Thank you, Madam Chair. When individual departments defer maintenance, this is when we utilize the Deferred Maintenance Program. By deferring maintenance, I’m referring to the fact where the practice of postponing maintenance activities such as repairs on buildings and infrastructure in order to save costs meet funding levels or realign the available funding. During the lifecycle of a building, usually about halfway through the midlife, there’s a requirement to do some major upgrades and make sure that everything is up to date and running fast, and that the building needs are still meeting the needs of the client, department and the public. In the past, those have been deferred.
This program that we have in place is designed to assess the amount of deferred maintenance requirements in the government infrastructure and address it and find ways to improve that. It was $470 million when it was assessed, I think it was 2008-09 when the program came in, and we’ve got down to about $325 million.

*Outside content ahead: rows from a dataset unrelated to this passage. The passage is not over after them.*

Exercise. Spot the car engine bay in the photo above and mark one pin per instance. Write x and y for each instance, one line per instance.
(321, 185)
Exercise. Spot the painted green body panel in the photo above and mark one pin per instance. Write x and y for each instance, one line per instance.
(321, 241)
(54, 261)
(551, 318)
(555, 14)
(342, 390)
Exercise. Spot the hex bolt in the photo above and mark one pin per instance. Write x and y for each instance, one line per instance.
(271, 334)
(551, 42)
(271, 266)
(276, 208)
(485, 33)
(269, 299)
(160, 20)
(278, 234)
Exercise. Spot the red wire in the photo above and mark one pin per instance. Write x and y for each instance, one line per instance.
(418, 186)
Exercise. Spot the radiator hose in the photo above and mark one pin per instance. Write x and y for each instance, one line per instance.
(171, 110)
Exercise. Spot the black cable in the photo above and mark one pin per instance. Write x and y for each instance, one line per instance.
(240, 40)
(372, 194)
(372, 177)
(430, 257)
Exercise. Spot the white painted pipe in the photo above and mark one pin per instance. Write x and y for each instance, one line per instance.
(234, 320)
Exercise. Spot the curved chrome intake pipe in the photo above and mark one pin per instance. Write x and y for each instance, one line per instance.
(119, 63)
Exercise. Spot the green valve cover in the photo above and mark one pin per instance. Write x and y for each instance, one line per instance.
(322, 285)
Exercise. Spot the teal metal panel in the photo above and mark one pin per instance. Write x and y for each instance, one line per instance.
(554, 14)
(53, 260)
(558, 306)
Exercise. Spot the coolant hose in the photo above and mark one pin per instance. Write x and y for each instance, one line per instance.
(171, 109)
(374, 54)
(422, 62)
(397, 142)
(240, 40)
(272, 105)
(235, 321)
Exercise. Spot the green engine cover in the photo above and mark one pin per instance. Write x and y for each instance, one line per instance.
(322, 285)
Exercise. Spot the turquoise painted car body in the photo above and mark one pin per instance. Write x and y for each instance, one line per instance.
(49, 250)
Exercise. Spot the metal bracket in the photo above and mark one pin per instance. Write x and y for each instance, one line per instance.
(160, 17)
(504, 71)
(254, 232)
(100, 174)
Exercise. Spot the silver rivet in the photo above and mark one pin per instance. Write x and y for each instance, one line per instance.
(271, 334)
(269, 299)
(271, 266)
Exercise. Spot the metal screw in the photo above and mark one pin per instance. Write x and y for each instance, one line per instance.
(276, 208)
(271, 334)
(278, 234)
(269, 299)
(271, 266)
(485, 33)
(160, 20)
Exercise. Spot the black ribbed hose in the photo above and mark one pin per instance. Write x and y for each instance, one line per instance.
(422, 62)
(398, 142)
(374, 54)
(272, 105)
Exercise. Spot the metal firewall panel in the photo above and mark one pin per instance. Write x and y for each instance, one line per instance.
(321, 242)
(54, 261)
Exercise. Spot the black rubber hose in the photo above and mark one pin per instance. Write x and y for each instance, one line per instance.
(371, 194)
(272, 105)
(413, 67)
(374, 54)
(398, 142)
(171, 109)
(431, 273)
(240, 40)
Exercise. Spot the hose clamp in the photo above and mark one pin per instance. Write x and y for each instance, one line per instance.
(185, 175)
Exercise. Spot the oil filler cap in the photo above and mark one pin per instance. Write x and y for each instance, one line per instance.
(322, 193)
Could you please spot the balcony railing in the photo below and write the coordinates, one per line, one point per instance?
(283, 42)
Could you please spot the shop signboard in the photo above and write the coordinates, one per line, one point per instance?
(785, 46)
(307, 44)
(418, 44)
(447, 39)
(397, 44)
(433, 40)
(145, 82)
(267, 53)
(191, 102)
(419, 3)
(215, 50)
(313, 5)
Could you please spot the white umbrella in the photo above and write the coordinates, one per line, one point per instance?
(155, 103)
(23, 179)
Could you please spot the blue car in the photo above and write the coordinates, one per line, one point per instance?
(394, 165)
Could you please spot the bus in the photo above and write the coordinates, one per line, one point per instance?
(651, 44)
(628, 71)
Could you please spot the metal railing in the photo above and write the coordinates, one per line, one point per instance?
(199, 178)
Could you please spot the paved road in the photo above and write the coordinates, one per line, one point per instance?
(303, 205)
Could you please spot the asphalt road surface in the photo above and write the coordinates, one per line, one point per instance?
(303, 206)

The deferred maintenance that we’re talking about here is the capital side. That’s the $5 million budget, but there’s also an O and M side under the deferred maintenance for smaller activities.
Maintenance, on the other hand, is resulting from sort of just general upkeep of buildings, which might include fluorescent tube repairs, dealing with windows that may be broken, boiler repairs, regular upgrades on boilers. Not really lifecycle, but things that support lifecycle. There are some differences between just general maintenance and then the deferred maintenance plan.